The name of Cushing originated in England soon after Norman Conquest of England in 1066. It was name for a person who was related to someone of note in the area. Further research showed the name was derived from the Old French, cusin, and the Old English, cousin, which means relative.
The Cushing name was first found in Norfolk and in the southern counties of England, where the first on record appears to be Roger Cusin, listed in the Pipe Rolls in that county in 1166. Robert Cusyn and his wife Joan were landowners in Ellisfield, Hampshire during the Reign of Henry III (1216-1272). Peter Cusin was a sheriff of London in 1273. A Galfridus Cusyn of Hardingham, Norfolk is mentioned in the Subsidy Rolls for that county in 1327. 

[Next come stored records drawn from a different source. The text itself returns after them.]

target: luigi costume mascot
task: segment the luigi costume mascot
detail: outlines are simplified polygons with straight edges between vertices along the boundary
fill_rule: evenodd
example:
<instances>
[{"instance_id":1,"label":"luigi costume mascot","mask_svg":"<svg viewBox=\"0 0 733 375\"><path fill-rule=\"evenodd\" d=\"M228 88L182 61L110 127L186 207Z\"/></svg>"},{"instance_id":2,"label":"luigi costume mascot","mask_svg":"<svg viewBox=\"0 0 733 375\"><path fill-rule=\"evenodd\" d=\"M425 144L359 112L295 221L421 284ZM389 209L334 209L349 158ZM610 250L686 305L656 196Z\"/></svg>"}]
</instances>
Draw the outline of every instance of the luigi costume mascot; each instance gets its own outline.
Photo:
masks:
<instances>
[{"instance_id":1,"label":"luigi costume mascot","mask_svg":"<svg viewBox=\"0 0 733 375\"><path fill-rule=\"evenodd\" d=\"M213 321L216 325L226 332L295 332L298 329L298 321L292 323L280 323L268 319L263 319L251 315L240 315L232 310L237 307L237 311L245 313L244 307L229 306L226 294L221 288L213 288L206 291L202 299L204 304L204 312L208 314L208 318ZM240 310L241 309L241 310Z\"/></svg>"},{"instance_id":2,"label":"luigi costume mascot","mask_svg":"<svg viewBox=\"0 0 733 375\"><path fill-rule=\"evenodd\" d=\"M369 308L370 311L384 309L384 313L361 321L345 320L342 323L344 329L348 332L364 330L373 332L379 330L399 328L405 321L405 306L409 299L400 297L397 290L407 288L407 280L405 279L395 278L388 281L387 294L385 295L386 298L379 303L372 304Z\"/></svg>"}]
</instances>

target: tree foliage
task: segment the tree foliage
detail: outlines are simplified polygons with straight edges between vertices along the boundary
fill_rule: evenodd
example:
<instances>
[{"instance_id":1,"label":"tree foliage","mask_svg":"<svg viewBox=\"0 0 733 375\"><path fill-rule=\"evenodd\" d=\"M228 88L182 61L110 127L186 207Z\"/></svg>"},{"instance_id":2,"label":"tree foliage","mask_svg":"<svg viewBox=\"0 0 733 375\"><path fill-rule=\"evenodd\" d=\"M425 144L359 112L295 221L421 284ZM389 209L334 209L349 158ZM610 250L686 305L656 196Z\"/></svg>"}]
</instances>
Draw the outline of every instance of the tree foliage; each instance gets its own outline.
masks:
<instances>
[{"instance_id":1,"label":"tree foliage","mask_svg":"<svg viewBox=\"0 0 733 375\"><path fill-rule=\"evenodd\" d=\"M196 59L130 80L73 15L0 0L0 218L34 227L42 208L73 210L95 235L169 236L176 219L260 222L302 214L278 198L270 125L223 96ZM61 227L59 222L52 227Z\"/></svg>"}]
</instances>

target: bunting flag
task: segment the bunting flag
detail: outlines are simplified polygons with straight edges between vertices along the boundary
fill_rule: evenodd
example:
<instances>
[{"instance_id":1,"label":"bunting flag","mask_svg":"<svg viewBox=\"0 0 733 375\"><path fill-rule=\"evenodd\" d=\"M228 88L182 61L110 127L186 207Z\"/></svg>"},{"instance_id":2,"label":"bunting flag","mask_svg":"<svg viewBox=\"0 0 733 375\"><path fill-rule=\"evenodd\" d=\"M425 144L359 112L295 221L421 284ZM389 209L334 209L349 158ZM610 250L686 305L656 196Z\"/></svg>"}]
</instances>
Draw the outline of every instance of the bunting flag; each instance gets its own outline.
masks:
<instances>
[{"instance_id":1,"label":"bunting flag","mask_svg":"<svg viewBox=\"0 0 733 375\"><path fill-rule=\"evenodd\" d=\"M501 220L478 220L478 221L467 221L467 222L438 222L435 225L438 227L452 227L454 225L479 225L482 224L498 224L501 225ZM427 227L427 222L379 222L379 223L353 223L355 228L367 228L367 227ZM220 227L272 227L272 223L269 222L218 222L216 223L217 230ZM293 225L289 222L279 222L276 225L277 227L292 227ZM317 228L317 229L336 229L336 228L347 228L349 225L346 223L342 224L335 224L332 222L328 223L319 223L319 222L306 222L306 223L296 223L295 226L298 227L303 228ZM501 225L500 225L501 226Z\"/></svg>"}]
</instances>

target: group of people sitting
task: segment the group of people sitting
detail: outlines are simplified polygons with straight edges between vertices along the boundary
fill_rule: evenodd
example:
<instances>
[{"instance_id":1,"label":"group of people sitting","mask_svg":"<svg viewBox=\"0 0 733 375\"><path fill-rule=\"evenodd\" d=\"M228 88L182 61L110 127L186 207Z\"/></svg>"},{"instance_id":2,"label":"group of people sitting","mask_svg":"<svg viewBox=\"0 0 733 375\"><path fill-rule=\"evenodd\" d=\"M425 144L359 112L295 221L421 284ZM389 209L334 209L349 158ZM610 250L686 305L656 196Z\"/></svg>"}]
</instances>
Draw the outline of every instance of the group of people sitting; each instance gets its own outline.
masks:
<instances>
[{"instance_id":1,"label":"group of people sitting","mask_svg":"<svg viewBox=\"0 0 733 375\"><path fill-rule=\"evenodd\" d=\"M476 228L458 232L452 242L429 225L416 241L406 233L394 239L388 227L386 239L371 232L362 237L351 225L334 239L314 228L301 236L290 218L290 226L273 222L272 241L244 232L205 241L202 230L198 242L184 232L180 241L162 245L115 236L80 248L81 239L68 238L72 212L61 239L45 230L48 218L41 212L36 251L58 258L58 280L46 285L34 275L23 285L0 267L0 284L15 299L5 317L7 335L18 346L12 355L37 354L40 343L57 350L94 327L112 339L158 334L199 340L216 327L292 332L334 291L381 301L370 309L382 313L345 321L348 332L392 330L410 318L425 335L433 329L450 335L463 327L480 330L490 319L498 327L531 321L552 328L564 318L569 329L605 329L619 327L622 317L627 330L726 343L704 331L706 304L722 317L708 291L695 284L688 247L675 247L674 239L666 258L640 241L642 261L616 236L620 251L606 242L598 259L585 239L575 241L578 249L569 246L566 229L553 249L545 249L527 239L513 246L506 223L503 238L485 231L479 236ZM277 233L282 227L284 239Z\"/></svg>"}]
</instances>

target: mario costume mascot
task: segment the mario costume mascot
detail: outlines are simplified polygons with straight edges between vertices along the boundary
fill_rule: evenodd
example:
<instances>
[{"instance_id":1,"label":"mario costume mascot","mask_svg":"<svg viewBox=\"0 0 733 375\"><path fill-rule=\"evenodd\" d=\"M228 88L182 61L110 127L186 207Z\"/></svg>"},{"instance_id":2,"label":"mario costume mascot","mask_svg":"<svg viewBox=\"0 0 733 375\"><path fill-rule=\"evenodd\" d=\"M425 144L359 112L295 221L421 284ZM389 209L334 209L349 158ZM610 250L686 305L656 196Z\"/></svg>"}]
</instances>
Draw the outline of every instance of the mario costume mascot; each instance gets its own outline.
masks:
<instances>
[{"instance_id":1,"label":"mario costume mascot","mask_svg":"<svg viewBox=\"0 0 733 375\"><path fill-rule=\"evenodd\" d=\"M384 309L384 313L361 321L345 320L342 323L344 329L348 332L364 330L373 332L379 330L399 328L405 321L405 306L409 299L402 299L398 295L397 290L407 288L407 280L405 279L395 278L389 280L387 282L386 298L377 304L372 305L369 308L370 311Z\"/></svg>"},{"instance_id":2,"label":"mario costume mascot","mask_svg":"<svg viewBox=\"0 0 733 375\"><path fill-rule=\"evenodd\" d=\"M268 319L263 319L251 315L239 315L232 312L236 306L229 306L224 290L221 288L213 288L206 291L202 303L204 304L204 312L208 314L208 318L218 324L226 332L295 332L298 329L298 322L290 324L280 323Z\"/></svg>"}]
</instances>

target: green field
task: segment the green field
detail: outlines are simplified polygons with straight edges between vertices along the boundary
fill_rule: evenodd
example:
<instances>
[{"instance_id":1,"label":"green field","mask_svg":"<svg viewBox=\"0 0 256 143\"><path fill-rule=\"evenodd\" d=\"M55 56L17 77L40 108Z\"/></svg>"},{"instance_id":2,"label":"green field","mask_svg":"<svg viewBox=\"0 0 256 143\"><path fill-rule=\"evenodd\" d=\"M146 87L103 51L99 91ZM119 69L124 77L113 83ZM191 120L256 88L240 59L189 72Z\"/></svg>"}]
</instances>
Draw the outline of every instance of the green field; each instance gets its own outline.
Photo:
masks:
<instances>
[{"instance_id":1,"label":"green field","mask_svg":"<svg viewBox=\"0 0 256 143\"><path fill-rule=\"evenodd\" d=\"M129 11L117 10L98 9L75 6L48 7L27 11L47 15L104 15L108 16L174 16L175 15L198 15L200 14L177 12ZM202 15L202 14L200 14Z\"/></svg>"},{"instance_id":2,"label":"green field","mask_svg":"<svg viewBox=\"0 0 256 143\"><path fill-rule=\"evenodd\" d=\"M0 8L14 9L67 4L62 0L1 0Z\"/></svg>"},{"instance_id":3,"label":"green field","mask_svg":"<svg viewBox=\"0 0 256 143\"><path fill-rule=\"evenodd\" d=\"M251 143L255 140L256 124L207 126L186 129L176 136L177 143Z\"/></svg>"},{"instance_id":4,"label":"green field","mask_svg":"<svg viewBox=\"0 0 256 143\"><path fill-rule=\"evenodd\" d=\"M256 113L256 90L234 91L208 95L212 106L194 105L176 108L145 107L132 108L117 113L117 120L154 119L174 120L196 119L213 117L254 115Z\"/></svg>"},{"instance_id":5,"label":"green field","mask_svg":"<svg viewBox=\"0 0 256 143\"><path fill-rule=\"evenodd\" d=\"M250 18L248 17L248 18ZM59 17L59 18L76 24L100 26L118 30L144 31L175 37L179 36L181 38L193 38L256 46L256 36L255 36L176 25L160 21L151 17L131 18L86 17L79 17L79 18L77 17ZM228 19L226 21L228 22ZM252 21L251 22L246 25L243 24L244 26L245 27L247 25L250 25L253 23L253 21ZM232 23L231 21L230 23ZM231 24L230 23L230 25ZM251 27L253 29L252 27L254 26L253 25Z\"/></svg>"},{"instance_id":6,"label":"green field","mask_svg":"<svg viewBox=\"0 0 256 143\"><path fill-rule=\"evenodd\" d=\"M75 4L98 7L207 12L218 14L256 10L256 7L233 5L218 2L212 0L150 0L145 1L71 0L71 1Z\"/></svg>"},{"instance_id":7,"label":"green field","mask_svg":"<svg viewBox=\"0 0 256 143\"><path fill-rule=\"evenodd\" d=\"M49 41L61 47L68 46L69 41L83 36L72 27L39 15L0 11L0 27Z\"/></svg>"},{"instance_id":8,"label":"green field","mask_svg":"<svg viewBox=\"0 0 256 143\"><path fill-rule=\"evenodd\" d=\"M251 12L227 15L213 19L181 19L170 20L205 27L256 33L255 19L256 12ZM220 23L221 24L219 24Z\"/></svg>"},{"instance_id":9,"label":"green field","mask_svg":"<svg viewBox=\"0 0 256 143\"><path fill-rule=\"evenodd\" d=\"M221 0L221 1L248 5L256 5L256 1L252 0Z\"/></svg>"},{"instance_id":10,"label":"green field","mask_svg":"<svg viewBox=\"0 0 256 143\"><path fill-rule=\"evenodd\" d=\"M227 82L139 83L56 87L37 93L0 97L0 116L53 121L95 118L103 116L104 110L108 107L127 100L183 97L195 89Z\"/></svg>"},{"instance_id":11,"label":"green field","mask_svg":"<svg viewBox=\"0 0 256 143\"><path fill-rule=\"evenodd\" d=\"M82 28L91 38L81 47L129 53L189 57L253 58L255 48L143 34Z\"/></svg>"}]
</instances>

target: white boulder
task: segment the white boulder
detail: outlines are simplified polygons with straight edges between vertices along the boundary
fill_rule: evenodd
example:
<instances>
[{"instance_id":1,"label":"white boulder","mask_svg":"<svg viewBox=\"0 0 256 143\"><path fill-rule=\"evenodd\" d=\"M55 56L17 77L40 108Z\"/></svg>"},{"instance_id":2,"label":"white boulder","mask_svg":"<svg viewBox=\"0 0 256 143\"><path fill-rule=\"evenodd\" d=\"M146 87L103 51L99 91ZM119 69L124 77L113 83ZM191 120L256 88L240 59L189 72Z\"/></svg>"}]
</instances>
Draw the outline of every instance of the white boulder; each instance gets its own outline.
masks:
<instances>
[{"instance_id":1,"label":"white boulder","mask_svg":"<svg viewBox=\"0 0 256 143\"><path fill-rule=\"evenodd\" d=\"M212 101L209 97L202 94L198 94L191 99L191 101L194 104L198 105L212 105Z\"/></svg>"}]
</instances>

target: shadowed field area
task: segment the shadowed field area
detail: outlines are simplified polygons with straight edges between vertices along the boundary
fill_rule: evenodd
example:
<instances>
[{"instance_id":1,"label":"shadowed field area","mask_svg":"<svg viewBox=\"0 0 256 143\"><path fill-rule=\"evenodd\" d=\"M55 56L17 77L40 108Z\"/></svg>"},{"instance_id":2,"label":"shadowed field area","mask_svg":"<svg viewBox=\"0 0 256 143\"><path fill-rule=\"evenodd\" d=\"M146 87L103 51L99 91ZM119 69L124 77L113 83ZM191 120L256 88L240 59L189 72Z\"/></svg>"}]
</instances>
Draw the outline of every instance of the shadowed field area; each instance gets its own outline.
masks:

The Yorkshire Poll Tax Rolls of 1379 lists: Johannes Cosyn, tiropour; Ricardus Cosyn; and Alicia Cosyn, 1379.
Cushing Spelling Variations
Before the last few hundred years the English language had no fixed system of spelling rules and the church priests not only used latin but felt they had much more important things to do (praying) than keep records. Add to this not only missing records but damaged records and most of the people registering births and deaths being illiterate, hence the priest just guessing a spelling, and we have quite some confusion. You can add to this the issues mentioned in the First Name Varients section of this website.
For that reason, spelling variations occurred commonly in Anglo Norman surnames. Over the years, many variations of the name Cushing were recorded, including Cousin, Cousins, Cozens, Cossins, Couzins, Cossens, Cosin, Cosyns, Cousens, Couzens, Cossins, Cosin and many more.